NASA engineer, leader to give NC State fall commencement speech

Happy students at commencement in PNC Arena.

Christine Mann Darden, a NASA engineer and executive, will deliver NC State’s commencement address on Wednesday, Dec. 19 at 9 a.m. in the PNC Arena in Raleigh.

During the ceremony, Chancellor Randy Woodson will confer an honorary degree on Darden, an internationally recognized expert in high-speed aerodynamics and sonic-boom research.

Christine Mann Darden portrait
Christine Mann Darden

Over her nearly 40-year career with NASA, Darden won dozens of honors, including two NASA medals: one for her research and leadership of the sonic-boom program, and one for her work encouraging students to pursue careers in math and science. Darden was named the Black Engineer of the Year in Government and received a lifetime achievement award from Women in Science and Engineering.

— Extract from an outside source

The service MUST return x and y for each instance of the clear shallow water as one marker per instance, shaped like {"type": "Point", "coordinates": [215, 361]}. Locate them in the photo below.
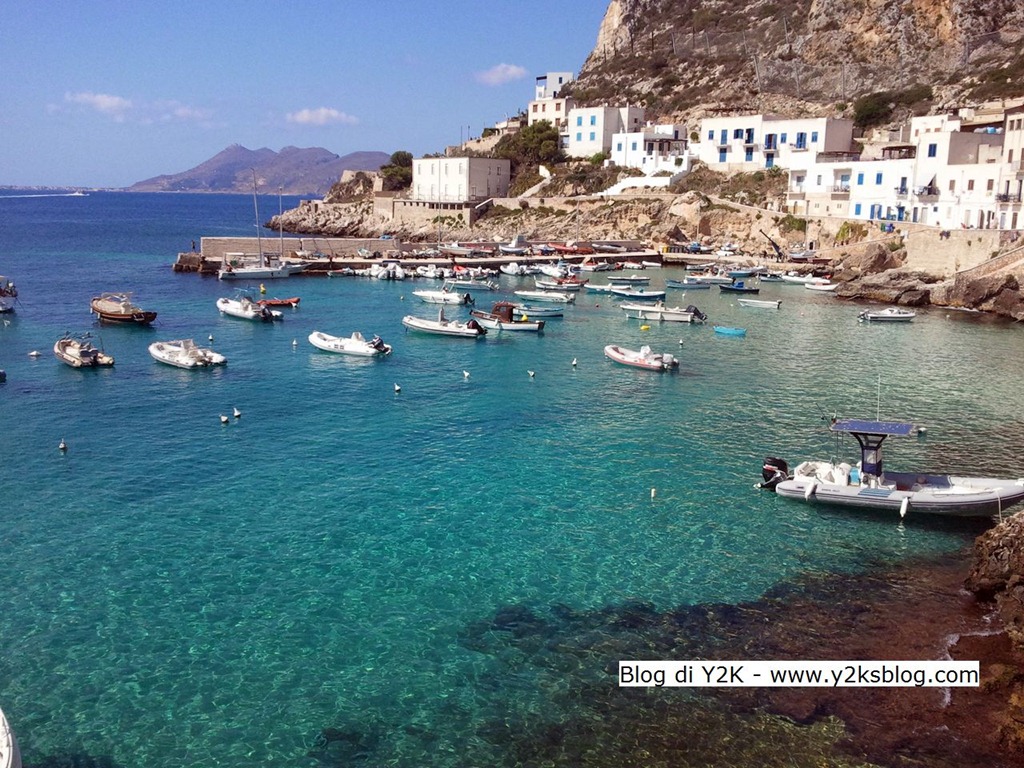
{"type": "Point", "coordinates": [177, 591]}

A native of Monroe, North Carolina, Darden holds an undergraduate degree in mathematics education from Hampton Institute (now University). She made a career switch to engineering after earning a master’s degree in applied mathematics from Virginia State and completing a doctorate in mechanical engineering from George Washington University.

For 30 years, Darden spearheaded NASA research on ways to minimize sonic booms, which are a barrier to supersonic air travel. This year, NASA signed a contract with Lockheed Martin Palmdale to build a full-size supersonic low-boom X-plane – a continuation of work Darden led.

Darden became the first African American woman at NASA’s Langley Research Center to be promoted into the top rank of the federal civil service. She served as a senior program manager in the High Speed Research Program Office, as director of the Aero Performing Center Program Management Office, and as Langley’s assistant director for planning. She retired as director of Langley’s Office of Strategic Communication and Education.

She and her husband, Walter, have been married 55 years. They have three daughters, five grandchildren and three great-grandchildren.